I enjoy reading grief blogs. They are often witty, inspirational and always personal. But some are written by cynical ‘grief specialists’, each with a unique process for dealing with grief. Now, this is OK for some, but for many of us grief is its own process. Yes, it is good to talk about it, but who you talk to isn’t nearly as important as just talking to someone, anyone. Talking is remembering; it is also about verbalising the jumble of thoughts.
And when the talking is done, comes the thinking. The reflection. The future. Some say it’s important to be positive about the future, to have something to look forward to. I agree with this. Being positive about the experience of your loved one’s death, will empower you. This is why I advocate dealing with dying matters before death. In a sense, this starts the grieving process and the mental preparation for saying good-bye, particularly in terminal illness.

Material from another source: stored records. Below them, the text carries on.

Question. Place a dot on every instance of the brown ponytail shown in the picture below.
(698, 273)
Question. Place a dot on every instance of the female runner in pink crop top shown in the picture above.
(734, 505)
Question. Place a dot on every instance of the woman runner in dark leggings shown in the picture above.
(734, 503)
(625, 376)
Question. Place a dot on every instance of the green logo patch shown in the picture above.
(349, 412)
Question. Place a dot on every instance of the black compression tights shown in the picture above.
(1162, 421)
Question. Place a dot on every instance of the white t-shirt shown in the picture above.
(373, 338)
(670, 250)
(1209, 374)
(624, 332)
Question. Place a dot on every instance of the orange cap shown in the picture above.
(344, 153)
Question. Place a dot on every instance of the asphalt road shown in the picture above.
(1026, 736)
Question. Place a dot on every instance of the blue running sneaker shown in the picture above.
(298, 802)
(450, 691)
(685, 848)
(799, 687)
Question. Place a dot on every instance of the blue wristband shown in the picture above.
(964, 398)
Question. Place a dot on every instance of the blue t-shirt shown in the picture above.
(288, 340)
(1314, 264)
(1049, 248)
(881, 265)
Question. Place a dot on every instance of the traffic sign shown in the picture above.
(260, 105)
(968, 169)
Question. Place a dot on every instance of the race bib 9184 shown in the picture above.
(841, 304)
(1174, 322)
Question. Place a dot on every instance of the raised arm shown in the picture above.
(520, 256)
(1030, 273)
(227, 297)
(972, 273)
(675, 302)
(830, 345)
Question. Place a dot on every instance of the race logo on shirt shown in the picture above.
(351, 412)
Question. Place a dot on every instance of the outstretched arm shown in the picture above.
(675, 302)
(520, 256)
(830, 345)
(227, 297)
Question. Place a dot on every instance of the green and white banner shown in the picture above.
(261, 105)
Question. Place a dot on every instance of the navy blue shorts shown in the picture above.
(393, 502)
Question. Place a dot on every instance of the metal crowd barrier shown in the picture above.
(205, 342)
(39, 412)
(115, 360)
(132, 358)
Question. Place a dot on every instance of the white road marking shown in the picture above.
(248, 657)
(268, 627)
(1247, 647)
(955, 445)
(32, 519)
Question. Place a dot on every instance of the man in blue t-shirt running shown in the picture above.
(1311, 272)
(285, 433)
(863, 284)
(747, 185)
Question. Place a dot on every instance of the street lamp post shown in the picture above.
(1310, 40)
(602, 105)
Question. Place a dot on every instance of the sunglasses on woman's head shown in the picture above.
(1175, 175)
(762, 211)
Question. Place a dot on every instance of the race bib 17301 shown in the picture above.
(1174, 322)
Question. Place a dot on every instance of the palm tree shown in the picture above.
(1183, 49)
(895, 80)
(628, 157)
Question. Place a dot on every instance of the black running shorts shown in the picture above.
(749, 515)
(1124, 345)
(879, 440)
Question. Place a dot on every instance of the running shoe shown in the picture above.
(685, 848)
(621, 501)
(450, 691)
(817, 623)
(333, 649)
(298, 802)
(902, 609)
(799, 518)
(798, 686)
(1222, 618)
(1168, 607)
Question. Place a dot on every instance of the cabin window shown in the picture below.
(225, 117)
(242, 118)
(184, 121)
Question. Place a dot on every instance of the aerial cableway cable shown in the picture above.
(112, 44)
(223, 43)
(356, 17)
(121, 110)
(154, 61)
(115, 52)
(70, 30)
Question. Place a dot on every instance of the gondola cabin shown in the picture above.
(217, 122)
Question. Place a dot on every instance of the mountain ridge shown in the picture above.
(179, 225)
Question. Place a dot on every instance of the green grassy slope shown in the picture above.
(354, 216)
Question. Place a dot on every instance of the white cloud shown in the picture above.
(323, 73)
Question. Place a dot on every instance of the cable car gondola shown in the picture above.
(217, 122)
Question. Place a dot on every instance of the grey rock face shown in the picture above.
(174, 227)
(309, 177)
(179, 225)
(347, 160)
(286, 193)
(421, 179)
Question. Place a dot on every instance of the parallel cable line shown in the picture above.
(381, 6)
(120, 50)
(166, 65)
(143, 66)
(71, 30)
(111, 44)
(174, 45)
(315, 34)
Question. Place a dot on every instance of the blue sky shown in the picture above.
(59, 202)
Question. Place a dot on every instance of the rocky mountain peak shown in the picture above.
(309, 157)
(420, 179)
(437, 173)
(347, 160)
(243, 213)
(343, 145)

I have read recently that positive thinking messes with the grief process, that positive thinking implies that death is a negative. Well, sometimes death is a negative. Yes, we are grateful that Mom is not suffering from her cancer, but she died too young. There was nothing natural about Mom’s death from lung cancer. It was not part of the natural cycle of life.
Of course, a long and happy life is to be celebrated. In fact, when my Grandmother died aged ninety, we celebrated her life with a tea party. We grieved for the loss of a valued member of our family, but our sadness was tempered by our humorous recollections of her eccentricities.
Take your time, cry, laugh, be negative, be positive. It’s all OK. But don’t do it alone. People are there for you, ready when you are, ready when you want to talk.